Capital Reserve Fund

On May 16, the Monroe-Woodbury Central School District will be asking voters to decide on the creation of a new $40 million capital reserve fund. The capital reserve fund would have a term of 15 years and no more than 40 million dollars in total could be contributed during that time period. A capital reserve fund allows school districts to set aside money for future construction projects and capital improvements. A simple majority is needed for the fund to be created, so more than 50 percent of the voters must approve the proposition.

The district is in the process of reviewing the Building Condition Survey and our draft of the Long Range Facilities Plan. These documents and materials will be used to assess the condition and remaining life of existing building systems, such as a roof or boiler, and the functional utility of existing facilities. Both perspectives are important when evaluating long-term facility investments and maximizing the district’s return on these investments. Developing a new long-range facilities plan will assist the district in identifying and prioritizing capital projects and improvements.

A capital reserve fund would help reduce the tax impact on residents when future work is completed. Without a reserve fund, districts must borrow money when voters approve a capital project. That causes a spike in the district’s tax levy for the duration of the loan or term of the bonds issued.
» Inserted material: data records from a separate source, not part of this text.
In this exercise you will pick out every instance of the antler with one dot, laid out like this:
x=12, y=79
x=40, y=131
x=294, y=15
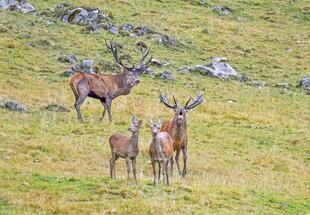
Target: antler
x=196, y=102
x=142, y=47
x=164, y=100
x=113, y=48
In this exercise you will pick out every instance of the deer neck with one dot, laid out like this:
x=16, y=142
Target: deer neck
x=134, y=141
x=178, y=128
x=122, y=87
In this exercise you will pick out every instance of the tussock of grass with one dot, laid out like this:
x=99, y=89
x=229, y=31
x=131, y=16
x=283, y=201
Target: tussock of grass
x=251, y=156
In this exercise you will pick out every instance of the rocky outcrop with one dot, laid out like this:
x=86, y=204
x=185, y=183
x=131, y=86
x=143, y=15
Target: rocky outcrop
x=21, y=6
x=13, y=106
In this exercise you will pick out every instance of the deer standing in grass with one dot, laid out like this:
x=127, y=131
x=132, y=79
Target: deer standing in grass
x=161, y=151
x=107, y=87
x=125, y=147
x=177, y=128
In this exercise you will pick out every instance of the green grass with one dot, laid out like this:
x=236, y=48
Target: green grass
x=249, y=157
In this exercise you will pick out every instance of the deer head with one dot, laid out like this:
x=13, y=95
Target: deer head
x=132, y=72
x=180, y=112
x=155, y=127
x=134, y=127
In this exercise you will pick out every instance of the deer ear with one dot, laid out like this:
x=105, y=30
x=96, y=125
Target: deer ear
x=159, y=121
x=150, y=120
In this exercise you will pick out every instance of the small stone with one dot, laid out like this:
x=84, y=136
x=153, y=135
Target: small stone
x=128, y=27
x=11, y=105
x=67, y=73
x=113, y=30
x=285, y=86
x=258, y=84
x=304, y=83
x=156, y=62
x=243, y=78
x=216, y=69
x=164, y=75
x=219, y=59
x=184, y=69
x=222, y=9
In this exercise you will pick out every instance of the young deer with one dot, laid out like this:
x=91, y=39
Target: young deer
x=177, y=128
x=161, y=150
x=125, y=147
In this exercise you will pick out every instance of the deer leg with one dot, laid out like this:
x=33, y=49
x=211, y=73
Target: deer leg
x=177, y=160
x=166, y=169
x=128, y=170
x=111, y=167
x=159, y=172
x=104, y=110
x=116, y=157
x=171, y=165
x=134, y=170
x=77, y=105
x=109, y=103
x=184, y=151
x=154, y=171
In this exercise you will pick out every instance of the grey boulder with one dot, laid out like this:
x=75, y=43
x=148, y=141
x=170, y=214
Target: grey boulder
x=304, y=83
x=18, y=5
x=216, y=69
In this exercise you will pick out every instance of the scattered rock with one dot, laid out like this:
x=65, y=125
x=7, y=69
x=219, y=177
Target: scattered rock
x=167, y=64
x=67, y=59
x=67, y=73
x=219, y=59
x=285, y=86
x=149, y=72
x=87, y=63
x=217, y=69
x=91, y=19
x=113, y=30
x=243, y=78
x=17, y=5
x=258, y=84
x=166, y=40
x=57, y=108
x=184, y=69
x=222, y=9
x=304, y=83
x=127, y=27
x=156, y=62
x=11, y=105
x=164, y=75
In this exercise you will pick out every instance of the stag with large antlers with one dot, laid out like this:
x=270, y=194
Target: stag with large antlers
x=107, y=87
x=177, y=128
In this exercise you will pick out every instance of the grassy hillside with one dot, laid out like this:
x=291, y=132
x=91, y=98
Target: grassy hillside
x=246, y=157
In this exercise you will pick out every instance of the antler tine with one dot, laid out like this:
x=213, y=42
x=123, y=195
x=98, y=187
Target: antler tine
x=164, y=99
x=144, y=51
x=197, y=102
x=175, y=101
x=190, y=98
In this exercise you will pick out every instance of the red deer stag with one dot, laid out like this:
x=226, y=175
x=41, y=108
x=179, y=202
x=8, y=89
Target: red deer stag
x=125, y=147
x=108, y=87
x=177, y=128
x=161, y=151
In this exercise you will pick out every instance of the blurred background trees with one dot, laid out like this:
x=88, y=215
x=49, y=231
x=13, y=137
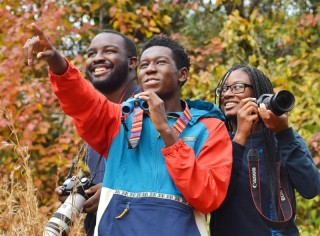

Money for a capital reserve fund comes from general fund money that remains unspent at the end of each fiscal year – meaning that the capital reserve fund is funded with money voters have already approved to be spent. The fund is limited. It cannot grow larger than the amount voters authorized at the time it was established.

To spend money from a capital reserve fund, school districts must have voter authorization through a referendum. After 15 years, the district must return any unspent  funds to the general fund or another reserve fund.

State rules prohibit school districts from keeping more than 4 percent of a district’s budget as unassigned fund balance. Capital reserve funds are exempt from that limitation, allowing school districts to save for major expenses – planned and unplanned.